Originally Posted by makofoto
During an EVO Dial-In course ... we did timed runs on a Skid Pad. I tried my single adjustable Tein Flex's with 550/550 springs at Full Stiff all around, Full Soft all around, Full Stiff in front, soft in back, Full Soft in front, stiff in back ... to see those effects. Then narrowed the settings down so that I got my fastest times.
I then tried different air pressures using a pyrometer to get tire temperatures that were about 10 degrees warmer on the inside. Adding more air caused the center of the tire to heat up, less created more temperature on the outsides. It was very cut and dry. The problem with using a pyro after the car comes in off of a regular course ... is that the inside of the inside front tire gets dragged across the corners, if you have a decent amount of camber ... artificially giving one an elevated inside edge tire temperature.
I'm very consistent in these type of tests ... doing three lap runs within a tenth of a second of each other. Also got that type of consistency in the EVO 1 "run-off." Timing gear broke during Evo 2. :-(
Ideally it would have been good to have gone back to playing with the struts on the skid pad ... but there wasn't time for that.

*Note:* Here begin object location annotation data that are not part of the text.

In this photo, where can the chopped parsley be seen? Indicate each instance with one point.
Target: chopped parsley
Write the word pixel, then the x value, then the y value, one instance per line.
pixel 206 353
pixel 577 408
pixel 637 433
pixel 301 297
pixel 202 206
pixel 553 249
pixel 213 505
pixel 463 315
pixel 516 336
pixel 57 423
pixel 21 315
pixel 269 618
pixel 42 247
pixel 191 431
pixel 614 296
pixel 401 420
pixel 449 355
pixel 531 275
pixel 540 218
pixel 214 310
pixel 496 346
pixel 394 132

The "ideal" strut settings on the skid pad resulted in wild oversteer on the transitional handling course. I had to soften the rear end rebound to control that. Also soften the rear sway bar one notch.
But optimal set-up is very course dependent. If we have a course with few transitional elements I need to loosen the car up, ... lots of slaloms and I soften the rear end ... using rebound, sway bar, rear camber, toe and/or tire pressure.

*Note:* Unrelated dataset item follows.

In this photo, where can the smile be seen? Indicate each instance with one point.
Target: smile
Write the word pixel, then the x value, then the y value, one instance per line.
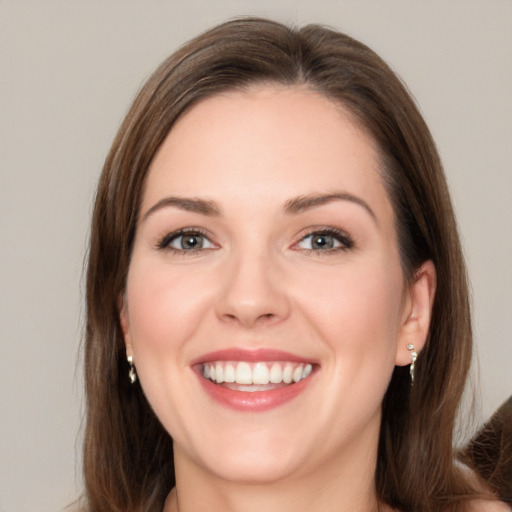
pixel 250 376
pixel 254 381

Mako - A couple of things that I noted from your post that seem odd. I also did the Evo dial-in school in Atlanta with Andy Hollis. The goal of measuring tire temps on the skidpad should be to have even temperatures across the face of the tire. If you are measuring tire temps coming off course, you would expect to have higher temps on the inside of the tire due to braking and acceleration, but the skidpad is just one big turn. Therefore, the ideal camber and tire pressure settings would give even temps on the skidpad rather than higher on the inside.

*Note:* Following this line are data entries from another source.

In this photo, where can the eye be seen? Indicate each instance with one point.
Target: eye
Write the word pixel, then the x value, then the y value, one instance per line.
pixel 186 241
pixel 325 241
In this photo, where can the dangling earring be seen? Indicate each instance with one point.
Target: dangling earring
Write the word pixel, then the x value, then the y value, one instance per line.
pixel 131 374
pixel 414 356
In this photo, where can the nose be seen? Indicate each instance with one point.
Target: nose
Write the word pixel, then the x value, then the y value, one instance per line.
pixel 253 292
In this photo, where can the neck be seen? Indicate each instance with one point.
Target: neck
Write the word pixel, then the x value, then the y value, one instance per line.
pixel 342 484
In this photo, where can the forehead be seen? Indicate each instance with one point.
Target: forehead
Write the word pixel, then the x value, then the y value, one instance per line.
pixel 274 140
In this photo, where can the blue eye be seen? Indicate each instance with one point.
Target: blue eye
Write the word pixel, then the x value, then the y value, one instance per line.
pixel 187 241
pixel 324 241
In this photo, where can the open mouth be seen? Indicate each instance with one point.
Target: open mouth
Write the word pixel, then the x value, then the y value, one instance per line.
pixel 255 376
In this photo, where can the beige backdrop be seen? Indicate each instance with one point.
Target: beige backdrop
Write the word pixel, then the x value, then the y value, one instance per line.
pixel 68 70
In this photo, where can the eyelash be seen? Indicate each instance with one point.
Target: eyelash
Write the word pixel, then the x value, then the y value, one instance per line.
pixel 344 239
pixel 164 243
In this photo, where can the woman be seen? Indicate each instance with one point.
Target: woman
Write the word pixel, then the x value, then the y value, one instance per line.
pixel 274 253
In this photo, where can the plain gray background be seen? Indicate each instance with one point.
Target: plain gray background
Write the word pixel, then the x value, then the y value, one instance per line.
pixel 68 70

More importantly, we setup our shocks ("bracketed" them, as Andy called it) on the slalom. Basically slaloms are a series of turn-in and turn-out events, which is what you tune shocks for. The procedure was to turn rebound all the way down and work on compression settings until the tire started to skate slightly. Then we turned compression down a tad and worked on the rebound. I don't know how you would benefit from shock tuning in a steady-state situation such as a skidpad. The shocks will have much less effect there.